Зная, что в Москве я занимаюсь исследованием творчества Белого, друзья — например, Н. В. Котрелев — посоветовали мне обязательно познакомиться с Сашей Лавровым, которого они сами узнали во время его частых наездов в московские архивы. Имя А. В. Лаврова мне уже было хорошо известно. Я с восторгом читал его публикации, часто совместные с С. С. Гречишкиным, постоянным его соавтором в те годы — такие, например, как письма Белого Федору Сологубу (1974), переписка Белого и В. Я. Брюсова в 85-м томе «Литературного наследства» (1976), а также их пионерское, ставшее теперь классическим исследование «Биографические источники романа Брюсова „Огненный Ангел“» (1978). А также статьи Лаврова «Андрей Белый и Григорий Сковорода» (1975), «Андрей Белый и Кристиан Моргенштерн», блестящее (иначе не скажешь) «Мифотворчество „аргонавтов“» (1978) и фундаментальный обзор «Рукописный архив Андрея Белого в Пушкинском Доме» (1980), — называю лишь некоторые из его ранних работ, образцов безупречной филологической школы. Исчерпывающее владение литературными и архивными источниками, энциклопедические познания — причем без тени педантизма, слишком обычного в научных статьях, неизменная щедрость по отношению к коллегам, как русским, так и западным, — вот принципы, лежащие в основе этих работ, выполненных в лучших традициях научного исследования. В их изысканном стиле не было ни малейшего привкуса тех примитивных марксистско-ленинских «подходов» и жаргона, которые уродовали работы советских авторов. (У него были хорошие учителя — Д. Е. Максимов, М. П. Алексеев и Л. Я. Гинзбург, которые, так же как и он, жили и мыслили своими, а не «их» мыслями и ценностями). Можно было только предполагать (позже я узнал точно), как трудно — а иногда и опасно — было протаскивать такие бескомпромиссно честные тексты («буржуазный объективизм»!) через те преграды, которые ставили тупоумные начальники. Вся эта серость, которая мертвых считала живыми, а живых мертвыми, все еще стояла на пути тех, кто стремился раскрыть потрясающее многообразие культуры, на протяжении нескольких поколений этими самыми начальниками уничтожавшейся или по крайней мере скрытой за провербиальными семью печатями. Их мертвящей власти над русской культурой скоро пришел конец, но кто из нас в то время мог на это надеяться?

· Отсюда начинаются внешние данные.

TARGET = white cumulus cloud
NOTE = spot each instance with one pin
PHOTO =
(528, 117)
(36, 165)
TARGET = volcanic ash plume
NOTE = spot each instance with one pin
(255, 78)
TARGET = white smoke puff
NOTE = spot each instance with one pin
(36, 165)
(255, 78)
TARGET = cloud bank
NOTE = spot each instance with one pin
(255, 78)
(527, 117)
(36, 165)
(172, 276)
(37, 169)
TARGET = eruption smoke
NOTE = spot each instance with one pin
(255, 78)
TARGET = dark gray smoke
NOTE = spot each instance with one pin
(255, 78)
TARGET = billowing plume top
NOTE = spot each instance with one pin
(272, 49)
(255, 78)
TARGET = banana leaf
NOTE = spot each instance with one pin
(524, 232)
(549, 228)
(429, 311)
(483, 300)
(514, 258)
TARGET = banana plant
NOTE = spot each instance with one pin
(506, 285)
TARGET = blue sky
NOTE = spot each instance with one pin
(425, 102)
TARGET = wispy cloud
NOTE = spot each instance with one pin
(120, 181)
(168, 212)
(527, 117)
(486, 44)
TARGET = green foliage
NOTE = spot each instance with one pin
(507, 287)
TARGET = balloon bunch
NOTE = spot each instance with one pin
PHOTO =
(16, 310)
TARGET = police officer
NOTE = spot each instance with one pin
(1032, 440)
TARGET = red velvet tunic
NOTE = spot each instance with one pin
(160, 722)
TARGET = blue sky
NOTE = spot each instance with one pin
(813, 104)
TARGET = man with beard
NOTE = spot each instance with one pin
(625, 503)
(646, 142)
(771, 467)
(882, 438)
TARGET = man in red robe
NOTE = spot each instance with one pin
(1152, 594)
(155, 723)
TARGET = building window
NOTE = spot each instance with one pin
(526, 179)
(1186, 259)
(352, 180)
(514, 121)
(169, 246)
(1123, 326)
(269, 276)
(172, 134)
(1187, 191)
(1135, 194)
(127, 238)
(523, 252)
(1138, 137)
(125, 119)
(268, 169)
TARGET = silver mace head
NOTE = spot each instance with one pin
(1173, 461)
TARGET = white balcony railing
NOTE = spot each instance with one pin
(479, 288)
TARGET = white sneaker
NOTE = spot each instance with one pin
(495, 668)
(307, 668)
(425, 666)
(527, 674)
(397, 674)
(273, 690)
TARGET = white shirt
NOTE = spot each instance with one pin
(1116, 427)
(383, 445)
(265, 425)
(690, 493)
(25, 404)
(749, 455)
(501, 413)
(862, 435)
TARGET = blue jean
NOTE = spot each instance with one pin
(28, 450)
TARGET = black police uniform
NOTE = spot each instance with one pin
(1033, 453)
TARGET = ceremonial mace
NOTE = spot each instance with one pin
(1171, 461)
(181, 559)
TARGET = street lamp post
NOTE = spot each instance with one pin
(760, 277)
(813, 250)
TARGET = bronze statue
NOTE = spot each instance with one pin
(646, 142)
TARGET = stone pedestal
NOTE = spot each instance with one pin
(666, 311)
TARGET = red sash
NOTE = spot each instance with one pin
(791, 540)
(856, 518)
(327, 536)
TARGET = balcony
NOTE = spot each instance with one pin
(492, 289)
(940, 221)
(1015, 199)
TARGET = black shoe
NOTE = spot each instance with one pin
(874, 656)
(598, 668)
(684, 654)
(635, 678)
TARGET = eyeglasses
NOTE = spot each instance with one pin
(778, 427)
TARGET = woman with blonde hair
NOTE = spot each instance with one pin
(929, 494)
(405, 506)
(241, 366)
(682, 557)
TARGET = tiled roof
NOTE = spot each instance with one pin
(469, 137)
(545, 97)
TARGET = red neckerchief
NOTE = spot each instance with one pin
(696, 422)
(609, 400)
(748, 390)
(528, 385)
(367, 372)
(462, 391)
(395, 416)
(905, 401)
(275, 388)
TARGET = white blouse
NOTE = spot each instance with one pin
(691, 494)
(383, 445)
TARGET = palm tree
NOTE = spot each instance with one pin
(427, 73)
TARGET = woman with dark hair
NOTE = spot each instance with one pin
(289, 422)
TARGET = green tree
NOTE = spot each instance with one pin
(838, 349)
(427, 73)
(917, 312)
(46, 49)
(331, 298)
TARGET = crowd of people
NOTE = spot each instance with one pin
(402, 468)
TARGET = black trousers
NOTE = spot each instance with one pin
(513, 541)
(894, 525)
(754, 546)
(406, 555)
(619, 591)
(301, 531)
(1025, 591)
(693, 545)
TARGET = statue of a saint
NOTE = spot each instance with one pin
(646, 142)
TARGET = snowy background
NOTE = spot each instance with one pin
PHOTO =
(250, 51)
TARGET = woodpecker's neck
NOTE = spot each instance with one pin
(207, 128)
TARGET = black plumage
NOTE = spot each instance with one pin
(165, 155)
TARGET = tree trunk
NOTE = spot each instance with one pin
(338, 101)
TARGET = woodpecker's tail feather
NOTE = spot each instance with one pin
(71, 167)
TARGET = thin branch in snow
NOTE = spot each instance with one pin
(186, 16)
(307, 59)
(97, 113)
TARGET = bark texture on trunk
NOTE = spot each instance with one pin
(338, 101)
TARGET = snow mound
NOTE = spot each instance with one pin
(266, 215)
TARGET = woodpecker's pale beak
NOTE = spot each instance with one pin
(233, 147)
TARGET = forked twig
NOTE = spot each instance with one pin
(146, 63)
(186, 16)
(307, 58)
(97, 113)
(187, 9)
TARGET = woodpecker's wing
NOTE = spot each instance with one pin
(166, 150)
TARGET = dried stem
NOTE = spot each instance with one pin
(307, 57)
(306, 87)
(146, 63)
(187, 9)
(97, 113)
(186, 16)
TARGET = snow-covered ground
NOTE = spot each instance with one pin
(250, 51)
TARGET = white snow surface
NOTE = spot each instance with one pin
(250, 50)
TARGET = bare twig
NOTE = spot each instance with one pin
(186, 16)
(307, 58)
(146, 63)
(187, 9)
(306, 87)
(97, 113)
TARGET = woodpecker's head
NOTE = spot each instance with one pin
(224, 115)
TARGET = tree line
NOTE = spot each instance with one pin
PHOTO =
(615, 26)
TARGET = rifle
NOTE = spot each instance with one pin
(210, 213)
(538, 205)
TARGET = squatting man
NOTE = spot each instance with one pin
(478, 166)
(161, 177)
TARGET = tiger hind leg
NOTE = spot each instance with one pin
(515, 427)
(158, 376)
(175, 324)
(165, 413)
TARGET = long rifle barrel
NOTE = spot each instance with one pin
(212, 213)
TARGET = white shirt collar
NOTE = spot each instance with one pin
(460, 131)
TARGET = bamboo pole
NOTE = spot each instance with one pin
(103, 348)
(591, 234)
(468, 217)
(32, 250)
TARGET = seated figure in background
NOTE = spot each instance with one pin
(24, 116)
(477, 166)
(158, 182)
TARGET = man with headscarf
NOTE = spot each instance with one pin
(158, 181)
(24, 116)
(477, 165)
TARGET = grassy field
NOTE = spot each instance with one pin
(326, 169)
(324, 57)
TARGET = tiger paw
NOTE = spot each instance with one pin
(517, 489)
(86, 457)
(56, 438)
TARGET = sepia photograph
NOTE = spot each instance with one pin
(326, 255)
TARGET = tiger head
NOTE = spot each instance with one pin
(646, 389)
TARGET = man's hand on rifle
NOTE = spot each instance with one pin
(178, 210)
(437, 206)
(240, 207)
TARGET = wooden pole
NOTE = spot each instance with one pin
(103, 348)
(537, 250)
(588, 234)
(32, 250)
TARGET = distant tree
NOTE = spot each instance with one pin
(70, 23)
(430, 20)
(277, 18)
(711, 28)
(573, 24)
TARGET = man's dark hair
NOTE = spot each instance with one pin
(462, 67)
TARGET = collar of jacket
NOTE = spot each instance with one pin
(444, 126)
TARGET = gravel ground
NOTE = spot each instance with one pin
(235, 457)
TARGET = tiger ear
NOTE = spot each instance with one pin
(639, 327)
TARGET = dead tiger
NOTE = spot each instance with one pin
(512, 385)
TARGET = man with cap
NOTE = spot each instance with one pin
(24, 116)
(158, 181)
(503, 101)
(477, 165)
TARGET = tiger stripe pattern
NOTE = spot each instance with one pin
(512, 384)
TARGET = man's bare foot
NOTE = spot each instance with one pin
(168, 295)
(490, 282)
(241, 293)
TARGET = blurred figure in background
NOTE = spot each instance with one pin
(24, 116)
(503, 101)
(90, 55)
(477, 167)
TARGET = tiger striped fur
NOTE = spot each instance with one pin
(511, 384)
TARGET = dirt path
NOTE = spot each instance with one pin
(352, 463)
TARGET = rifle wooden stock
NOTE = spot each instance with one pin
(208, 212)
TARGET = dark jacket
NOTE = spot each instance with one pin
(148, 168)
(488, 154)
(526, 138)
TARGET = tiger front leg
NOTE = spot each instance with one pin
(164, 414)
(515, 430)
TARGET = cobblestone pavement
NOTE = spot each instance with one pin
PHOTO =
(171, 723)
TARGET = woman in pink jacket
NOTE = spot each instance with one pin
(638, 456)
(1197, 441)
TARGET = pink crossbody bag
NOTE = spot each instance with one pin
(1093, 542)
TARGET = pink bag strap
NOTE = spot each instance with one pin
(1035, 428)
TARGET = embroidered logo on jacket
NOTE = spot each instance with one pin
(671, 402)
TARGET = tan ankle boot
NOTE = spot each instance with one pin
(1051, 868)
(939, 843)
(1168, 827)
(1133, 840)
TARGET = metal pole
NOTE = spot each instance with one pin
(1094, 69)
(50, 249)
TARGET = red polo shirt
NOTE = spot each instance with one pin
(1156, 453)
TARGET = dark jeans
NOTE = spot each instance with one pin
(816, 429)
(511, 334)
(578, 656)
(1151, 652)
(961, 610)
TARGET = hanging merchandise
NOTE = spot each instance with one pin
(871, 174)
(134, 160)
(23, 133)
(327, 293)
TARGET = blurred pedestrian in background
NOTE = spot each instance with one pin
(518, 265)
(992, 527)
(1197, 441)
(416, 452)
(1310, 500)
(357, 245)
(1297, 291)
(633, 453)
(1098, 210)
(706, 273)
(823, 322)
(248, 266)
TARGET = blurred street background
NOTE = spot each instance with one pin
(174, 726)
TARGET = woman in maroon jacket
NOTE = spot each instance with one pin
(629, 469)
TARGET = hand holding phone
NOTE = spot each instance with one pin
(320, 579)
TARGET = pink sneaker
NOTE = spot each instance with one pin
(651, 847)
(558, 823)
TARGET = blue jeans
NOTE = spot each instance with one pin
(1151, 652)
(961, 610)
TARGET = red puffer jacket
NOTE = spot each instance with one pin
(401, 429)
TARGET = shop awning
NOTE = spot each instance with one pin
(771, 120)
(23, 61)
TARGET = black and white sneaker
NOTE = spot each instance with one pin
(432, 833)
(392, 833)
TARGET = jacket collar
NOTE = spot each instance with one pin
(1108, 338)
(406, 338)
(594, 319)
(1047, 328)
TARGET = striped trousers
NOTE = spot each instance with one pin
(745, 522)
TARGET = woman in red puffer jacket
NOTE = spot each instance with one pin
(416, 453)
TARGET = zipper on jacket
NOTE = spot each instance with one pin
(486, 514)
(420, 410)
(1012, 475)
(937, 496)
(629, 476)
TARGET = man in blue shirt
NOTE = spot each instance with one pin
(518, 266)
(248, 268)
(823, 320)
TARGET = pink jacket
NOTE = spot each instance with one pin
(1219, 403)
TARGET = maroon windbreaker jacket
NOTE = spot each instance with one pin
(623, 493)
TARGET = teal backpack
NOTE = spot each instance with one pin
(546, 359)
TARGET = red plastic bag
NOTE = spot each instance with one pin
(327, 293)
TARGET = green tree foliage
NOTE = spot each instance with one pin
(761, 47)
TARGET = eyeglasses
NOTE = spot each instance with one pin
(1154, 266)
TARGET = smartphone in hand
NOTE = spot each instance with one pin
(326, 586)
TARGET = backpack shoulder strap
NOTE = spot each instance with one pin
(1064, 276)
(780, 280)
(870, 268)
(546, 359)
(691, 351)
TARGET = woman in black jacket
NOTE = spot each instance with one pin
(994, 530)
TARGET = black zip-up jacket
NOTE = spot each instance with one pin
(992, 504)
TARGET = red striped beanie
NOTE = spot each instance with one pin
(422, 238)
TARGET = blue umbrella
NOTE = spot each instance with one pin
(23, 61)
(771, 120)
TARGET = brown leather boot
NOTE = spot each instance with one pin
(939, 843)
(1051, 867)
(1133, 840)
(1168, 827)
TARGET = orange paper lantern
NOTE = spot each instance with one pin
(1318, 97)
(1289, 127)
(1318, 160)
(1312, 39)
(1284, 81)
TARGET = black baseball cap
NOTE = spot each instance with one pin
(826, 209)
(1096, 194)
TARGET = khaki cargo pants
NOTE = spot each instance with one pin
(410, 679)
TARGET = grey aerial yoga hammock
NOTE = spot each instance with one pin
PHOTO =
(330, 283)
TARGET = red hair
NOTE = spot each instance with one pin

С Лавровым я уже был знаком заочно через любезное посредничество Джона Элсворта. В середине 1970-х, готовя примечания к английскому переводу «Петербурга» Белого (совм. с Робертом Магваером), я искал ответы на ряд вопросов, связанных с реалиями города. Джон, рассказавший мне, что Лавров и Гречишкин как раз работают над комментарием к новому изданию романа (1981), предложил адресовать мои вопросы Лаврову, который, по его словам, знает Петербург лучше, чем кто-либо другой. Он согласился передать мое письмо, поскольку прибегать к услугам почты смысла не имело: отправлять письма по почте я перестал в 1970-х, когда понял, что все они попадают не тем, кому адресованы, а другим читателям, из известного дома на Литейном… (Как Саша надписал мне один сборник своих статей: «Написанное в основном когда мы пребывали по разные стороны „железного занавеса“».) Прошло немного времени, и Джон передал мне письмо от Лаврова, в котором тот пункт за пунктом ответил на все мои вопросы.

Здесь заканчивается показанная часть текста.